Simge Fıstıkoğlu: “Kelime hazinem, canlı yayın hakimiyetim, sakinliğim ve soğukkanlılığımla Türkiye'nin en iyisi benim...”

Bu haftaki röportajım sevgili arkadaşım Simge Fıstıkoğlu ile... Habertürk ve sonrasında Show TV'ye geçen Fıstıkoğlu ayrıca benim de çok sevdiğim bir arkadaşım. Hafif torpilli yani. İşin ilginci arkadaşlığımızda İstanbul'da buluştuğumuz günleri hesapladığımızda Cenevre, Bodrum ve Şanlıurfa'daki günlerin toplamından daha az olduğunu fark edip halimize güldüğümüz bir arkadaşlık bizimkisi. İstanbul Üniversitesi Sosyoloji Bölümü'nden mezun olduktan sonra başlayan medya kariyerinde 2006 yılında ekranlarla tanışan Fıstıkoğlu, Habertürk'ün spor müdürlüğü göreviyle genç yaşta yöneticilikle tanıştı. Şu anda tatilde fakat boş durmuyor. Şanlıurfa'da konuk ettiğim Simge ile geçmişini, başarılarını, gelecek planlarını, aileye ve evliliğe bakışını ve birçok şeyi daha konuştuk. Keyifli pazarlar dilerim...

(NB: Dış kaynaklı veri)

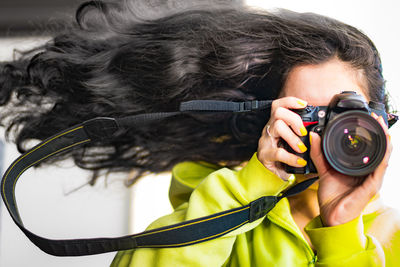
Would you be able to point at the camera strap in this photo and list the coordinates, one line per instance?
(177, 235)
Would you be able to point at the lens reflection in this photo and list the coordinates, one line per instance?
(354, 143)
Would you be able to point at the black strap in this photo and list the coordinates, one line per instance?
(181, 234)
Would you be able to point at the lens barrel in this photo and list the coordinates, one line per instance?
(354, 143)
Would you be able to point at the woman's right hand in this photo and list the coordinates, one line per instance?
(287, 125)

- Şu andaki kariyerine ne zaman
karar verdin?

-Üniversite son sınıftayken. Önce yazı yazmayı çok sevdiğim için bir dergide başladım. Stajımın sonrasında ise televizyona geçme düşünceleri başlamıştı ve gelen spor spikerliği teklifini hemen olumlu olarak değerlendirdim.

- Sporla aran nasıl?

- 7 yaşında ata binmeye başladım ve aralıksız 10 sene bindim. Aynı zamanda okulda devamlı kurslara gittim. Üniversitede 4 yıl boyunca tae bo yaptım. Çocukluğumdan beri yüzmeyi, ata binmeyi, fitnessı çok severim. Sadece çok ağır sporları sevmiyorum. Dövüş sporlarına mesela çok hevesliyim aslında ama meslek korkusu, morarma ihtimaline karşı başlayamıyorum. 

- En çok hangi sporları izlemeyi seviyorsun? 

- Futbol tabii ki. Sonra F1'i televizyondan seyretmeyi çok seviyorum, yerinden izlemek biraz sıkıntılı. Tenisi de aynı şekilde. Evdeysem basketbol maçı varsa açık tutarım.

- Kariyerine baktığında mutlu musun, yoksa “daha iyisi olurdu” diyeceğin yerler var mı?

-Olmak istediğim yerde henüz değilim ama çok iyi olduğumu biliyorum. Türkiye'deki ikonik televizyon figürlerinden birisi olmak istiyorum. Tarzıyla, programına ve konusuna hakimiyetiyle, donanımıyla hakikaten örnek alınacak bir insan olmak isterim.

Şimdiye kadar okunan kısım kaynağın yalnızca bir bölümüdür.